Preferred stocks have yielded annual returns of more than 7%, and most of that comes from dividend payments and are paid out monthly or quarterly. These payments are a source of income that can be reinvested.
Like any other investment, preferred stocks do come with risk. They are considered less risky than common stocks but riskier than traditional government bonds, which is why their return sits at the median between the two.
8. Index Funds
If you are intimidated by the stock market, index funds are an excellent place to start. Index funds are one of the best ways an average person can generate wealth over time. Index funds allow you to invest in many different stocks or bonds simultaneously. In doing this, you significantly decrease your risk factor with the potential to make higher gains.
These investments are built to withstand market crashes as they are more likely to bounce back because they are highly diversified and perform over time.
What are low-risk investments?
Low-risk investments are the less risky types of assets you can acquire to build wealth over time. Low-risk investments mean little volatility is associated with this investment and little chance of completely losing your principal investment, making them safe investments.
Lower-risk investments also come with lower return rates, which is essential for personal finance.
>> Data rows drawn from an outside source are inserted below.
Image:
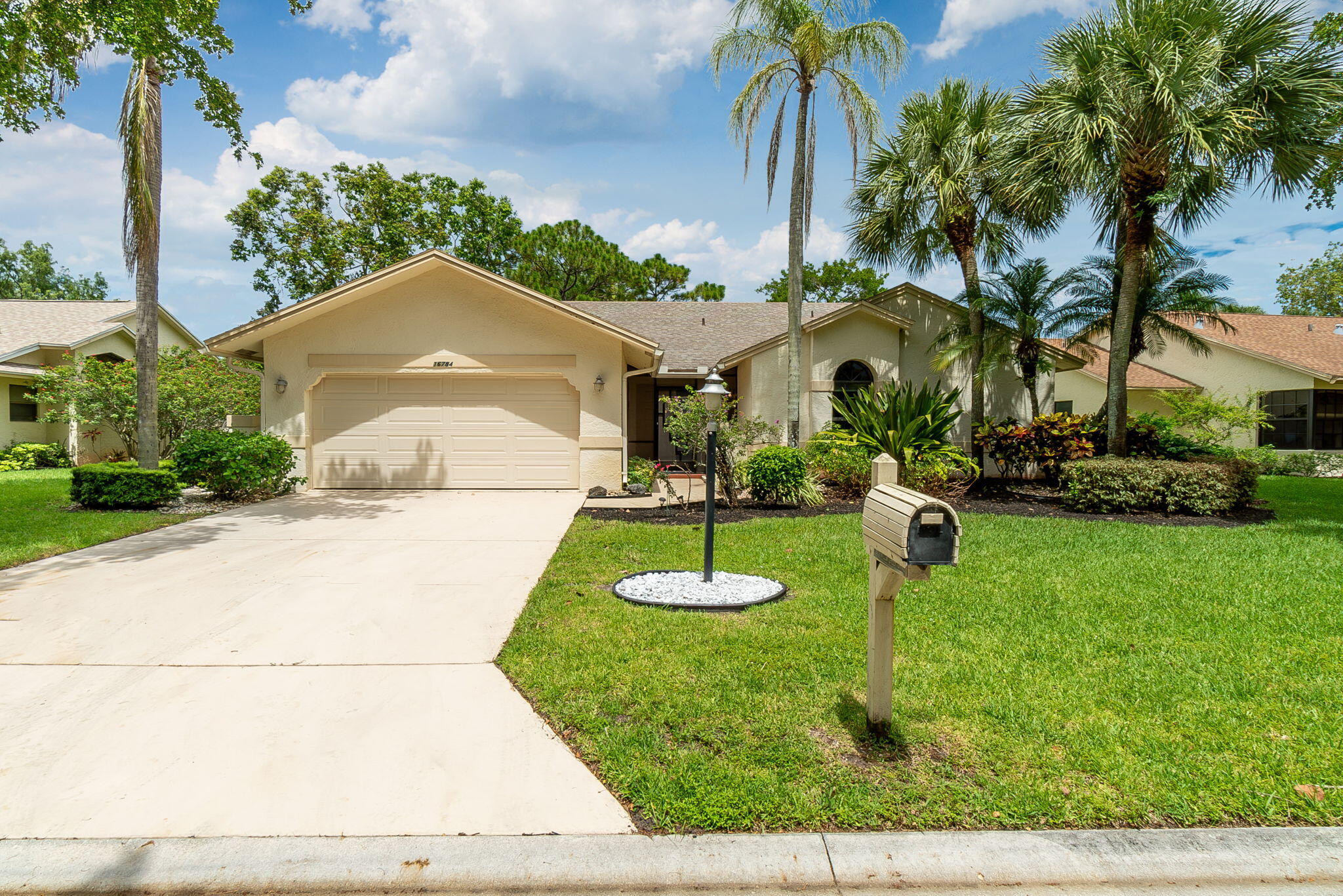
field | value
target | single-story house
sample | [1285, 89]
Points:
[437, 374]
[1293, 362]
[43, 334]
The risk in this type of investment is that there is a chance that these rates cannot keep up with inflation resulting in lowered cash value/ buying power in the future.
Low-risk investments are more useful for short-term periods, whereas high-risk investments can be better long-term because they end up leveling out when you buy and hold.
If you are simply looking for a place to store your money for a short period while collecting small amounts of interest, a low-risk investment is the right move for you.
The bottom line
Making low-risk investments is significant to your financial future. Diversifying your portfolio is guaranteed to grow your wealth and avoid any sudden market crashes or extreme inflation.